Des hommes sauvages nus féroces et anthropophages/Relation/10

Traduction par Henri Ternaux.
Arthus Bertrand (p. 53-55).


CHAPITRE X.


Comment je fus envoyé au vaisseau avec un canot rempli de sauvages.


Notre capitaine pria alors l’homme que nous venions de rencontrer d’envoyer un canot de sauvages au vaisseau, pour lui ordonner de venir le joindre. Il me fit partir avec eux ; car il y avait déjà trois jours que nous étions absents, et l’équipage ne savait pas ce que nous étions devenus.

Quand je fus arrivé à une portée de mousquet du vaisseau, ceux qui s’y trouvaient jetèrent de grands cris et se mirent en défense sans vouloir me permettre d’approcher plus près, me demandant comment il se faisait que je vinsse ainsi seul dans un canot de sauvages, et où étaient les autres. Je restai immobile sans rien répondre, car le capitaine m’avait ordonné de feindre la tristesse, pour voir comment ceux du vaisseau se comporteraient.

Voyant que je ne répondais pas, ils se mirent à dire : Il y a quelque chose là-dessous ; il faut que les autres soient morts ; ces sauvages en amènent un avec eux pour nous tendre quelque piège et s’emparer du vaisseau. Ils se préparaient donc à tirer sur nous, quand je me mis à rire et à leur crier ; Bonne nouvelle, soyez tranquilles, laissez-moi approcher et je vous raconterai tout. Ils furent en effet fort joyeux quand je leur eu rendu compte de ce qui nous était arrivé, et les sauvages s’en retournèrent dans leur canot.

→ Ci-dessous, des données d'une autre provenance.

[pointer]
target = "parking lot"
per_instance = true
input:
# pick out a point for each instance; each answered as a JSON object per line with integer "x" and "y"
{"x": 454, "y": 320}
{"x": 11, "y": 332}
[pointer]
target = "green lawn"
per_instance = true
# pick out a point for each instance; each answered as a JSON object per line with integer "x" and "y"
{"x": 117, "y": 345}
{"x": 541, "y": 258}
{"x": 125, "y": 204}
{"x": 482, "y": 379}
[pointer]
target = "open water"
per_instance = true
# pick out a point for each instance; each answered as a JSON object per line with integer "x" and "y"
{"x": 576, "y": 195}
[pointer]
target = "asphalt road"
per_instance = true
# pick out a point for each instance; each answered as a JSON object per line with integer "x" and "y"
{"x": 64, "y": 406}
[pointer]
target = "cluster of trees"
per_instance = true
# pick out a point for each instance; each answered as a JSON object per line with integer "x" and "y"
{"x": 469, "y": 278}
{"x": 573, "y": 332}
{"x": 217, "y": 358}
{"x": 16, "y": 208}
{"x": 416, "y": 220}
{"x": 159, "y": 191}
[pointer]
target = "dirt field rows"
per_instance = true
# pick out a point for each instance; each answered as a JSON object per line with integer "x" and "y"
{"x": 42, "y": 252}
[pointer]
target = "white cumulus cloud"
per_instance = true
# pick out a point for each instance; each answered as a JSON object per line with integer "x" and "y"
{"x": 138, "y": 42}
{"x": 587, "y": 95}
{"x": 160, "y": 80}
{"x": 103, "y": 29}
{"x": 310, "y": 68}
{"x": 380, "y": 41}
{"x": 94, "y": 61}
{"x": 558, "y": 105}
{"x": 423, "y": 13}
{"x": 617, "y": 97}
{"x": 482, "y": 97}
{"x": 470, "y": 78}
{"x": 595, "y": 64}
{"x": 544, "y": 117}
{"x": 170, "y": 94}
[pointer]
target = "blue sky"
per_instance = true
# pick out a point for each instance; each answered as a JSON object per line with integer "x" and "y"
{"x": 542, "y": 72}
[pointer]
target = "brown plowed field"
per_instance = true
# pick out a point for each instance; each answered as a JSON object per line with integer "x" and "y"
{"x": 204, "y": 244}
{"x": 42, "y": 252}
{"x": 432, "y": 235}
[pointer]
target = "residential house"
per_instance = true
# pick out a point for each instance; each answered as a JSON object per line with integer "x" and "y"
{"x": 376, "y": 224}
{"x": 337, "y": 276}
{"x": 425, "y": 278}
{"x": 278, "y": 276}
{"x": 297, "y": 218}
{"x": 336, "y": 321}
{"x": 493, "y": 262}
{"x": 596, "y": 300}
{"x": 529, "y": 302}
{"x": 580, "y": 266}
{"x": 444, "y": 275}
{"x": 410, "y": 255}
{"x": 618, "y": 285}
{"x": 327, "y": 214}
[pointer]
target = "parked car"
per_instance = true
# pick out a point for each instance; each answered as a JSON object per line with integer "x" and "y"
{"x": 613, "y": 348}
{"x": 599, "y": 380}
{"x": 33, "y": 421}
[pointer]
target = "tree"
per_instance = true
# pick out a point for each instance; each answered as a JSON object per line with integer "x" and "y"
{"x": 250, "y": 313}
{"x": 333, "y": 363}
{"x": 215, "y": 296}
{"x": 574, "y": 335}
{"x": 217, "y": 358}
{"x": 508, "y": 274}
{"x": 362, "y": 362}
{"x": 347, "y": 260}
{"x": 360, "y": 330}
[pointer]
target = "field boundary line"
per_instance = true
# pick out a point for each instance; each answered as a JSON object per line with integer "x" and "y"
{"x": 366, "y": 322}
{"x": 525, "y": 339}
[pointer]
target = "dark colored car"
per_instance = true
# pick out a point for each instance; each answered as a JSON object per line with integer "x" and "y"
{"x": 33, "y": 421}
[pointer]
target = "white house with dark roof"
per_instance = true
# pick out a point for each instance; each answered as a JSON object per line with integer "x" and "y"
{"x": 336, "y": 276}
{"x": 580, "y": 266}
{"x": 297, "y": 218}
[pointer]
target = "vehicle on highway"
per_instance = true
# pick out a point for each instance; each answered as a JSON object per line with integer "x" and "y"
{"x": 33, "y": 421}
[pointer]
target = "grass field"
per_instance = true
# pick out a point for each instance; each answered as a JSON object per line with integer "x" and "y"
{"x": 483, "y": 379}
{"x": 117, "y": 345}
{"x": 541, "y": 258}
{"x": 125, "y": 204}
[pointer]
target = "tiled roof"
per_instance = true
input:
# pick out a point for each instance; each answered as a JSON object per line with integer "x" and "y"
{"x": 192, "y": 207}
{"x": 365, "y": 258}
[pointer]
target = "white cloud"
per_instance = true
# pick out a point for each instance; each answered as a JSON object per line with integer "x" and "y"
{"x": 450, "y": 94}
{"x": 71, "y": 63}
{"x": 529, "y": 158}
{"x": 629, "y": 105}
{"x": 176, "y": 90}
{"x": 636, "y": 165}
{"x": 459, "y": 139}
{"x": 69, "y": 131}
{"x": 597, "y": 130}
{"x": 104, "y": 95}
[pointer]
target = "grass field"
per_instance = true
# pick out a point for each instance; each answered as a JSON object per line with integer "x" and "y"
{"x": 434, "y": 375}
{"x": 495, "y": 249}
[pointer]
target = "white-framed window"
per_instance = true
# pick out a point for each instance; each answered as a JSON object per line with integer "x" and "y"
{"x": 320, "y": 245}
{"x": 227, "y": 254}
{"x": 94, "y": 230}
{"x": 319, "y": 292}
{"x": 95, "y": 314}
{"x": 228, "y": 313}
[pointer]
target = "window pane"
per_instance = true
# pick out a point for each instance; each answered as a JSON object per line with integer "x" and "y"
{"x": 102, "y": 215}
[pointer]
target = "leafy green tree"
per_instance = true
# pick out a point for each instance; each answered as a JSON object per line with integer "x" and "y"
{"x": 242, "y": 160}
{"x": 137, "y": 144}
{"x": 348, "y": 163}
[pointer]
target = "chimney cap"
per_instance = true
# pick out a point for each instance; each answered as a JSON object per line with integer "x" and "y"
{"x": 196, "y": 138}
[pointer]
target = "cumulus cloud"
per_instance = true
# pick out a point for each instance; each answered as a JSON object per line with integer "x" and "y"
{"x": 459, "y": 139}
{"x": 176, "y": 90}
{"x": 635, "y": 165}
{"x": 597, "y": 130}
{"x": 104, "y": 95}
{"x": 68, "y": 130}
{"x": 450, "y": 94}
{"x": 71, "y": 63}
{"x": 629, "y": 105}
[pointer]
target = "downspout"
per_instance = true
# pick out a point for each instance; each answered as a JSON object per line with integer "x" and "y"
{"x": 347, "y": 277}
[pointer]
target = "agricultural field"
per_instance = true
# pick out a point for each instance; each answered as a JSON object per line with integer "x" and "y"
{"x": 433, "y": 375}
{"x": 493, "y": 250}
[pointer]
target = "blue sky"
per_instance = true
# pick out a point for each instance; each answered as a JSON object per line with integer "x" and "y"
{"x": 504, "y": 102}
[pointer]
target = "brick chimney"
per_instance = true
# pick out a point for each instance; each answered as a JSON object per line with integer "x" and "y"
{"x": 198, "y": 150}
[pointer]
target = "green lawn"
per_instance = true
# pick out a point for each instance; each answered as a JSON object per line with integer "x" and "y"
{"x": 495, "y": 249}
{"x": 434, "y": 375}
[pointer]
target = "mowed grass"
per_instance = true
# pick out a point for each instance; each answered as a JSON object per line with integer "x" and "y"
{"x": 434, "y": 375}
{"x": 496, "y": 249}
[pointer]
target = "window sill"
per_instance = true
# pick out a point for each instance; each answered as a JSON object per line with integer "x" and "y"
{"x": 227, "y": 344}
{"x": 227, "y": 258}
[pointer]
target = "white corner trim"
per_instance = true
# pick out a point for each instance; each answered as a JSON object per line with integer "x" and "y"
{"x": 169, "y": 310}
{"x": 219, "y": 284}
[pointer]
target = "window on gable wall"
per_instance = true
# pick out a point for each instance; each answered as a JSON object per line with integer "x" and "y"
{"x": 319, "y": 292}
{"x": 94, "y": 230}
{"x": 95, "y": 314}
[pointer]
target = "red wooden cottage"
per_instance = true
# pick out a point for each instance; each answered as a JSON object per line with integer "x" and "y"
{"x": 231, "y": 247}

Nous remontâmes avec le bâtiment jusqu’à leur village, et nous y jetâmes l’ancre pour attendre l’arrivée des vaisseaux dont l’orage nous avait séparés.

Le village de ces Indiens se nomme Acutta ; et le chrétien que nous y avions trouvé s’appelait Juan Ferdinando ; il était Biscaïen, et natif de Bilbao. Ces Indiens se nomment Carios[1]. Ils nous apportèrent beaucoup de gibier et de poisson, et nous leur donnâmes des hameçons en échange.

  1. On trouve de nombreux renseignements sur les Carios dans la relation d’Ulrich Schmiedel qui fait partie de cette première série des voyages, relations et mémoires originaux pour servir à l’histoire de l’Amérique, c’est pourquoi je n’en parlerai pas ici.